To validate this I adjusted the function to call build_classes
, then instantiate two objects. As I suspected, only the first object creation uses any appreciable memory.
Line # Mem usage Increment Occurences Line Contents
============================================================
44 61.8 MiB 61.8 MiB 1 @profile
45 def test(n):
46 61.8 MiB 0.0 MiB 1 t = time.time()
47 #builder = pjs.ObjectBuilder(json.loads(schema_str))
48 #ns = builder.build_classes()
49 84.6 MiB 0.0 MiB 100 for i in range(1, n):
50 # Builder created at each iteration
51 84.3 MiB 1.4 MiB 99 builder = pjs.ObjectBuilder(json.loads(schema_str))
52 84.3 MiB 0.4 MiB 99 ns = builder.build_classes()
53 84.6 MiB 20.9 MiB 99 a = ns.Person.from_json(instance_str)

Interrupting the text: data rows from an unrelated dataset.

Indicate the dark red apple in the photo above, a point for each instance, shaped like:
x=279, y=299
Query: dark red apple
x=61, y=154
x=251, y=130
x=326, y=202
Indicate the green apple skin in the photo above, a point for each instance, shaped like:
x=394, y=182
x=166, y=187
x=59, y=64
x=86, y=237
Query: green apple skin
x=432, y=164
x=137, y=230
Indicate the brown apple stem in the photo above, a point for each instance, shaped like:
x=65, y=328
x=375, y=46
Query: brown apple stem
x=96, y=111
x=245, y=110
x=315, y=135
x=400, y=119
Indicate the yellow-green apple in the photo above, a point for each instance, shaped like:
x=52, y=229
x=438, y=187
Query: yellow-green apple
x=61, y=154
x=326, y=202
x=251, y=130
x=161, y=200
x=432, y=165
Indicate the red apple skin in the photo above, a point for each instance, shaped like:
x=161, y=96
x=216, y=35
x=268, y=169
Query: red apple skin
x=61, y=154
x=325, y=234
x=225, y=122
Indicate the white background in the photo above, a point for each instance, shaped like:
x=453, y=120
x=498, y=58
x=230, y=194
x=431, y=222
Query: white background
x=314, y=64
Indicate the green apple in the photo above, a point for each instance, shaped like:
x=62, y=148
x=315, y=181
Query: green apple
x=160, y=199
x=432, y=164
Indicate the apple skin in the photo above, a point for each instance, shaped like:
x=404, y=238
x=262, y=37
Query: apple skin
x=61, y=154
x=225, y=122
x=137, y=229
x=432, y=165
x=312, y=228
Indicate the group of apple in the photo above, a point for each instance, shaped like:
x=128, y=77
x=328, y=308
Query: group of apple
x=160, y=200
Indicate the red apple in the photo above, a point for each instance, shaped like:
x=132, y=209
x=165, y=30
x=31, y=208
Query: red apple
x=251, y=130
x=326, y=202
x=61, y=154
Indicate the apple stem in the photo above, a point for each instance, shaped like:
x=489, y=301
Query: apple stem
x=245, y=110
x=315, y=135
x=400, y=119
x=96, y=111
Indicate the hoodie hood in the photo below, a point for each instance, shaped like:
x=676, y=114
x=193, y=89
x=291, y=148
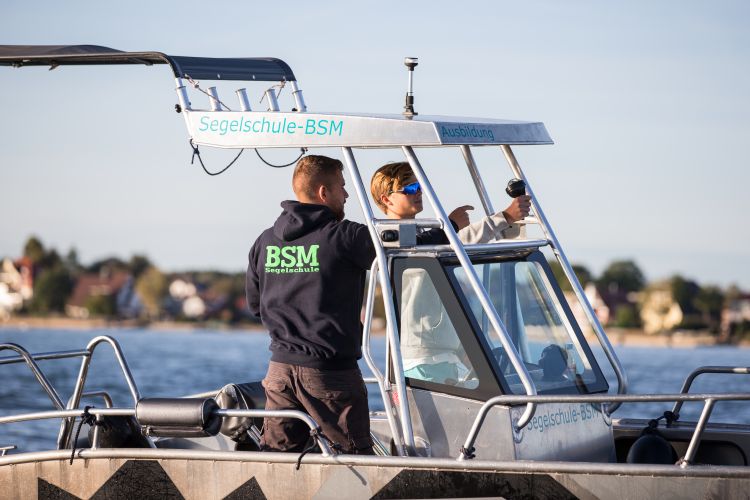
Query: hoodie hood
x=299, y=219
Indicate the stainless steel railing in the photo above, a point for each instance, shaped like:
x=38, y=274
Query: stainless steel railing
x=709, y=400
x=66, y=428
x=86, y=354
x=26, y=357
x=72, y=414
x=729, y=370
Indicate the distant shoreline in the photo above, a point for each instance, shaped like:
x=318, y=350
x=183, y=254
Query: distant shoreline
x=617, y=336
x=62, y=323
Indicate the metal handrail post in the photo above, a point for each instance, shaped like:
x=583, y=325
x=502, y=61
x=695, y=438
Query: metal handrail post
x=622, y=382
x=481, y=292
x=41, y=356
x=66, y=426
x=385, y=286
x=708, y=407
x=299, y=415
x=603, y=399
x=738, y=370
x=484, y=197
x=51, y=392
x=384, y=390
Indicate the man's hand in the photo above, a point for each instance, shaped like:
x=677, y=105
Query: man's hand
x=460, y=217
x=518, y=208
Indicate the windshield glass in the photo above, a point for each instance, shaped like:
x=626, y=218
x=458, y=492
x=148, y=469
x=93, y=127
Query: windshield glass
x=537, y=325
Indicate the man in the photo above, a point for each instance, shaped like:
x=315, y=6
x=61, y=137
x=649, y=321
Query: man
x=305, y=279
x=397, y=193
x=430, y=347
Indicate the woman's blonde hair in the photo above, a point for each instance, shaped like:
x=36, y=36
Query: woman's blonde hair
x=389, y=178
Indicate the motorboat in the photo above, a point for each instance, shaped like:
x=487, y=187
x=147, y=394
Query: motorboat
x=528, y=413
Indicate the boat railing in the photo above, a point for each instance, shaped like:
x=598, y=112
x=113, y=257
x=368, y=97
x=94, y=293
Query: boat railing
x=66, y=428
x=72, y=414
x=25, y=356
x=727, y=370
x=86, y=354
x=709, y=400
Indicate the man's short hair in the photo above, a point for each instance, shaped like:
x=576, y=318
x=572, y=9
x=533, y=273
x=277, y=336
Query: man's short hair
x=389, y=178
x=314, y=171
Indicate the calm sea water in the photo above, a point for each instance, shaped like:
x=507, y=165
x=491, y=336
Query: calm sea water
x=179, y=363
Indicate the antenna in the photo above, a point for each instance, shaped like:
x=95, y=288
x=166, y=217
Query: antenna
x=410, y=63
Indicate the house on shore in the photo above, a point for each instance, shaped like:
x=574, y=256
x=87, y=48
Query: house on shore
x=110, y=294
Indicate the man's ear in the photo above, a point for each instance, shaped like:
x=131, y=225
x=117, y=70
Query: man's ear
x=386, y=201
x=322, y=193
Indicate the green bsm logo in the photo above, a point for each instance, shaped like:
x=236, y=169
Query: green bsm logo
x=292, y=259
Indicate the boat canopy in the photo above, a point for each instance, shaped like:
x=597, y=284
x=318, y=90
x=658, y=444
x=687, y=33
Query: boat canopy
x=223, y=127
x=264, y=69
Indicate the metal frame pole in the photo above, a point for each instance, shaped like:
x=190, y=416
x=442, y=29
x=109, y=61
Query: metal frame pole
x=75, y=399
x=385, y=286
x=471, y=273
x=382, y=383
x=477, y=178
x=733, y=370
x=51, y=392
x=484, y=197
x=708, y=407
x=622, y=382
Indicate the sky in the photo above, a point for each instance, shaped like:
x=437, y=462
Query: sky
x=647, y=102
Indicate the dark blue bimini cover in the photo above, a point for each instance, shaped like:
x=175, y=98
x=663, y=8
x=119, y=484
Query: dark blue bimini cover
x=267, y=69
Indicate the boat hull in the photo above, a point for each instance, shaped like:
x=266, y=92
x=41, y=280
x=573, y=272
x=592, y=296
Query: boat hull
x=228, y=475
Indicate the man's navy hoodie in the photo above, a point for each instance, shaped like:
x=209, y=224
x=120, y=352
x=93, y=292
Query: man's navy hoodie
x=305, y=280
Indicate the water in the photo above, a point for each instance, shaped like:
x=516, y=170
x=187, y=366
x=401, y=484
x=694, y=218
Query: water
x=180, y=363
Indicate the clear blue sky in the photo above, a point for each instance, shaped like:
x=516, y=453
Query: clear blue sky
x=648, y=104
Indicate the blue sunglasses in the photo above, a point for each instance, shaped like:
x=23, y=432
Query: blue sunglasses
x=412, y=188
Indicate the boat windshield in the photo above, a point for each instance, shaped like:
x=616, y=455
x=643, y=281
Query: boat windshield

54 84.6 MiB 0.0 MiB 99 obj_array.append(a)
55 84.6 MiB 0.0 MiB 99 b = ns.Person.from_json(instance_str)
56 84.6 MiB 0.0 MiB 99 obj_array.append(b)
57 84.6 MiB 0.0 MiB 1 print('sec:', time.time()-t)
The memory consumption and the execution time increase if the builder is created at each iteration
Using the master/latest version
Example Schema and code
Expected behavior the memory pressure created by the instantiation of a Person Class should stay constant and the execution time also.